No, he could not bear to look any longer.
With his eyes on the ground and his big hands hanging awkwardly by his sides Peter strolled round the yard and out into the fields. He lumbered about like a watch-dog, sniffing reflectively at every corner. Everywhere he scented decay. From his own father, who sat there heedless and inert on his bench by the front door, and who in the depth of his decay had no thought for anything else but his next meal, this ruin spread itself over garden, barn, stable and granary—and out over fields, meadows and forest. There were a thousand things that whispered of it, the weeds in the paths, the broken glass of the cucumber frames, the broken down, moss-covered fences, bottomless patches of road, bare neglected forest slopes. There were a thousand things Peter would have liked to ask Brundin about, but when he met him smart and resplendent with a big cigar in the corner of his mouth, a kind of paralysis of fear overtook him. Not with red-hot tongs could one have dragged a straightforward, direct question out of the boy—and that even though the bailiff had never uttered an unkind word to him, but on the contrary had cracked good-natured jokes with him and had offered him good things from town which Peter had grabbed clumsily and disappeared with, like a dog who is afraid of a thrashing.

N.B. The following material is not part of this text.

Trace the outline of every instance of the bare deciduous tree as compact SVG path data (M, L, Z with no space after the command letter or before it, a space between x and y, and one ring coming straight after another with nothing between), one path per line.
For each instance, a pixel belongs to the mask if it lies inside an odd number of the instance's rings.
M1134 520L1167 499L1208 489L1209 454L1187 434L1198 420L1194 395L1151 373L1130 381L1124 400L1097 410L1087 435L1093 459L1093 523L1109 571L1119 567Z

The labourers on the estate were the only ones with whom Peter could talk on the subject. Obeying the instinct of a sort of subordinate, the future heir pried about for signs of discontent, for hints and suggestions. But he had little success. It was of importance that he should be very careful. He turned his questions over and over again in his mind before they passed his lips. In his timidity and excess of carefulness he began to beat about the bush so much that often he never reached his point at all. Those who asked for nothing better than to speak the truth about the bailiff did not understand what he was driving at. And cleverer ones and those with a bad conscience saw through him in their own way, and thought it best to beware of this sneaking, spying nuisance of a boy and not to criticise those in authority.

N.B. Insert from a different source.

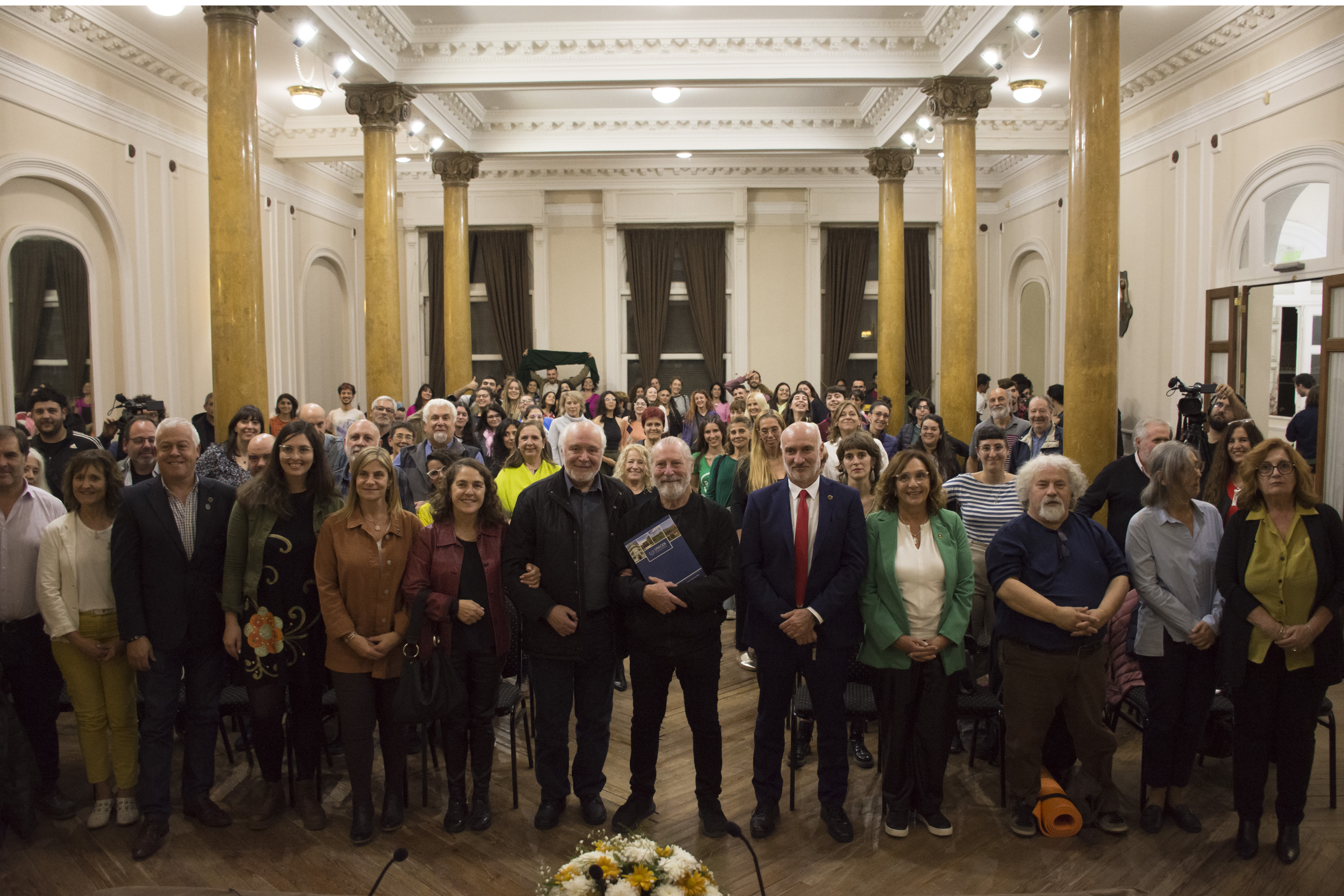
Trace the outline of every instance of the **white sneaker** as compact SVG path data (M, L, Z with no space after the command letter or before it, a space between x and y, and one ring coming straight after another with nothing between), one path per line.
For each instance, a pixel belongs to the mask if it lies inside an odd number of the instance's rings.
M89 830L106 827L109 821L112 821L112 797L94 801L93 811L89 813L89 821L85 822L89 825Z
M134 797L117 797L117 825L130 827L140 821L140 805Z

Down in the bend of the avenue Peter met Anders, who was driving home with a load of rye from the Hökar meadow. The boy climbed up in the rye beside the old stable hand, but he did not think how jolly it was to lie softly like this among the sheaves glowing with blue cornflowers and to swing gently along in the half-light under the old elms. Today his restlessness was worse than ever, and he grew quite bold of speech.
“How much is a load like this worth, Anders?”
“Oh, it’s worth a good deal of money. And it would fetch more if it wasn’t for the weeds.”
“Who takes care of the money?”
“The bailiff, of course.”
“But Anders, when they pay him the money, how can he know what is ours and what is his?”
“Well, Master Peter, the bailiff keeps his books.”